上の写真は、またまた下呂発温泉博物館に展示されている「温泉細工」などと呼ばれる温泉地オリジナルのお土産です。
一番手前は北海道の二股ラジウム温泉の温泉細工です。オロナミンCなどの空き瓶(廃棄物)に温泉水を振りかけ続けて温泉成分(炭酸カルシウム)を付着させてできたものです。まるで焼き物のようです。1本500円でお土産として売られていました。空き瓶は「捨てればただのゴミ」です。ゴミに、しかも温泉施設で嫌われ者の温泉スケール(石灰華)を沈着させ、温泉ならではの土産物を生み出すとは、よく考えたものです。
その奥の丸っこい一輪ざしのような物は、大分県長湯温泉で売られていたものです。素焼きの器に、これもまた炭酸カルシウムが豊富でわずかに鉄分が含まれた温泉水を振りかけて作られた味わいのある温泉細工です。高級焼き物のような味わい深い趣がありますね。
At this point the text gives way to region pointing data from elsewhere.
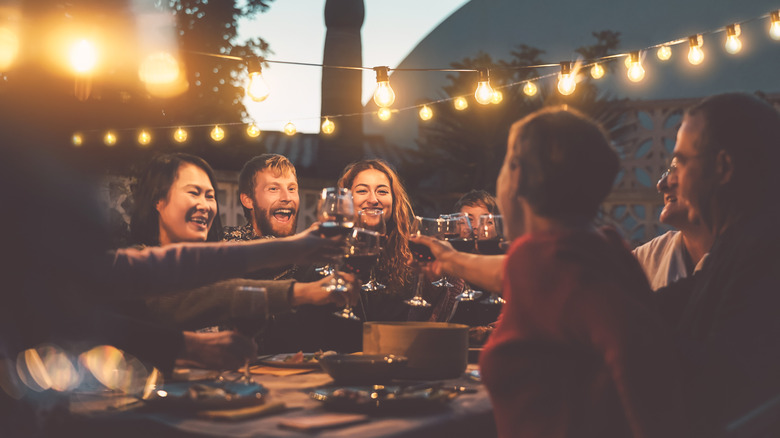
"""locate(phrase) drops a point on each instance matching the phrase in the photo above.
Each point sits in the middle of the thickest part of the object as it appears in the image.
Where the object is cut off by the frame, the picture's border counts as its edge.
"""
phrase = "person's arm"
(484, 271)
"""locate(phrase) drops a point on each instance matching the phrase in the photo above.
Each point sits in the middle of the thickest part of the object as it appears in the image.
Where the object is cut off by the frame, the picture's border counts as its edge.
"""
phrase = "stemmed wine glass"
(362, 254)
(373, 219)
(422, 226)
(336, 214)
(490, 240)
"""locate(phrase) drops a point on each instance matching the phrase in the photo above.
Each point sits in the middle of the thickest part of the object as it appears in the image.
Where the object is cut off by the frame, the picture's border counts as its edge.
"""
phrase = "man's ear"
(724, 167)
(246, 201)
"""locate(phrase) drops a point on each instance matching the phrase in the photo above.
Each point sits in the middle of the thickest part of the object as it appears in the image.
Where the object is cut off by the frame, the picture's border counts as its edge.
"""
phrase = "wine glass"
(362, 254)
(373, 219)
(336, 215)
(490, 241)
(421, 254)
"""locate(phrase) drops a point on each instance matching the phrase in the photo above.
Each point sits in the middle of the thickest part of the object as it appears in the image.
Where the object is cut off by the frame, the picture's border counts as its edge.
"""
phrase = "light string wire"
(581, 65)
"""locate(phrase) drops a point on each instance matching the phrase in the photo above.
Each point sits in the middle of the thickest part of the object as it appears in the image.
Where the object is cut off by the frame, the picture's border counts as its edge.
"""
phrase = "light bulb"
(530, 88)
(484, 91)
(83, 57)
(497, 97)
(253, 131)
(328, 127)
(426, 113)
(180, 135)
(774, 28)
(144, 138)
(110, 138)
(733, 44)
(597, 71)
(664, 53)
(383, 114)
(566, 83)
(217, 134)
(384, 95)
(635, 73)
(695, 54)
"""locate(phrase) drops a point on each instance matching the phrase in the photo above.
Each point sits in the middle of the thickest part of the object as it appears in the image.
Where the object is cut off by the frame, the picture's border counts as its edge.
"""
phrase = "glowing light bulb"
(597, 71)
(144, 138)
(635, 73)
(384, 96)
(328, 127)
(484, 91)
(384, 114)
(426, 113)
(83, 57)
(253, 131)
(461, 103)
(217, 134)
(110, 138)
(733, 44)
(695, 53)
(497, 97)
(566, 83)
(664, 53)
(774, 28)
(180, 135)
(530, 89)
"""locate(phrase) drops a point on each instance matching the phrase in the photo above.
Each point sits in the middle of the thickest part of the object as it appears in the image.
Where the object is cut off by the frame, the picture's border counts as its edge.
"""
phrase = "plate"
(285, 360)
(195, 396)
(386, 399)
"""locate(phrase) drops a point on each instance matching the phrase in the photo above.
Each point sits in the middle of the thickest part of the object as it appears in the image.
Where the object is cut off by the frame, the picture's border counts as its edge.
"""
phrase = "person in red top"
(577, 350)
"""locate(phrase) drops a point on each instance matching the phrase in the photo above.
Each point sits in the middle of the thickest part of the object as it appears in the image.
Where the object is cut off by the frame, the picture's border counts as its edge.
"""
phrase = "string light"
(484, 92)
(635, 73)
(664, 53)
(384, 96)
(597, 71)
(290, 128)
(496, 97)
(328, 127)
(733, 44)
(253, 131)
(460, 103)
(110, 138)
(695, 53)
(566, 83)
(257, 88)
(530, 89)
(217, 134)
(774, 28)
(180, 135)
(426, 113)
(384, 114)
(144, 138)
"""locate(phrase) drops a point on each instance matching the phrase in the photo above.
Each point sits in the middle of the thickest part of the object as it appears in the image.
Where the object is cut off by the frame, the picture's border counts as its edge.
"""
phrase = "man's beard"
(263, 220)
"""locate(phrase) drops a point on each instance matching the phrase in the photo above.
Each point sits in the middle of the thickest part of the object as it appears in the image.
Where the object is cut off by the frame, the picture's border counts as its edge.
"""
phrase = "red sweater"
(577, 351)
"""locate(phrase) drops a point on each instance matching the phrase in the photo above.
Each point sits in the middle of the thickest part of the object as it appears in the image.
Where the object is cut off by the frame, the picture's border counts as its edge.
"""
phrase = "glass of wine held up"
(373, 220)
(490, 241)
(336, 215)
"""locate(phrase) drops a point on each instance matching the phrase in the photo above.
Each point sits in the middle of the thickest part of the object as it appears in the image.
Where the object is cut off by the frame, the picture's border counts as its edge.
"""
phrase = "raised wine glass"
(336, 214)
(421, 254)
(373, 219)
(361, 257)
(490, 241)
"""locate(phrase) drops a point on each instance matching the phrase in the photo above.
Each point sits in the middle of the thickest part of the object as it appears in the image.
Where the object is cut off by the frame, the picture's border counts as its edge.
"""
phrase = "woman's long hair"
(393, 267)
(152, 186)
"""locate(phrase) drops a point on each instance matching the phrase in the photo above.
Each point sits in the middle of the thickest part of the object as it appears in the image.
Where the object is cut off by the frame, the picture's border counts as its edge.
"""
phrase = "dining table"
(290, 396)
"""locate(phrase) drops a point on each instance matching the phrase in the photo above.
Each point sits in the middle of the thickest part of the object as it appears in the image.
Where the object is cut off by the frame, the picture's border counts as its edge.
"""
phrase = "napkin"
(245, 412)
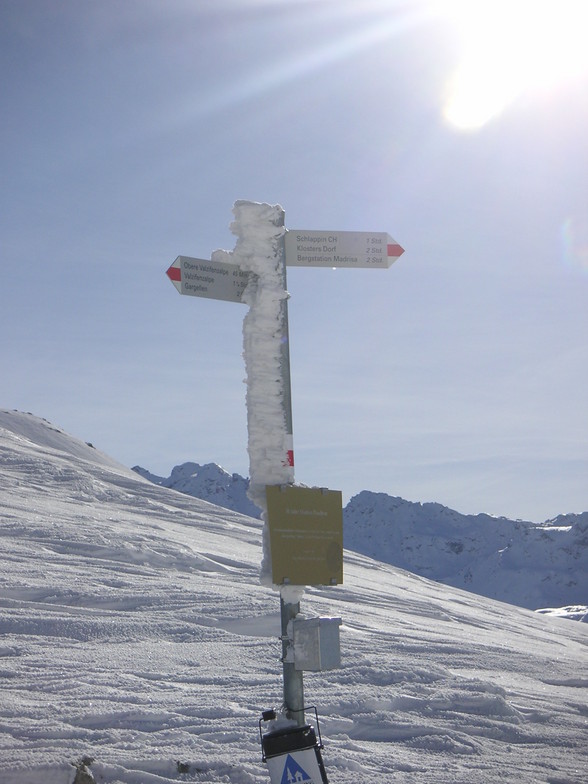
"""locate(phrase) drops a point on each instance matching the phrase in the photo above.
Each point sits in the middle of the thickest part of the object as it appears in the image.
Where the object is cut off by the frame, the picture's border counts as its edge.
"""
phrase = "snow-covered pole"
(260, 250)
さらにその奥のよくわからない形をした茶色い物体は、チェコのカルロビバリ温泉のお土産として売られていた温泉細工です。バラの一輪挿しのようにつくられた紙製品(ペーパーフラワー)に、これもまた温泉水を振りかけて炭酸カルシウムをコーティングして作られたもので、前出の二股ラジウム温泉のものと同じ作り方です。
温泉ではないけれど石灰華にコーティングされたもの
高知県香美市にある鍾乳洞「龍河洞」内からは弥生時代の遺跡が見つかっており、弥生式土器も見つかっています。鍾乳洞内に放置され続けた弥生土器は、鍾乳石類をつくるもととなる「炭酸カルシウム」をたくさん含んだ水が降りかかり続けることにより、写真のように石灰華でコーティングされた壺になり、龍河洞のシンボルとしてよく知られるところとなりました。
炭酸カルシウムにコーティングされると、不思議な魅力が生まれるようです。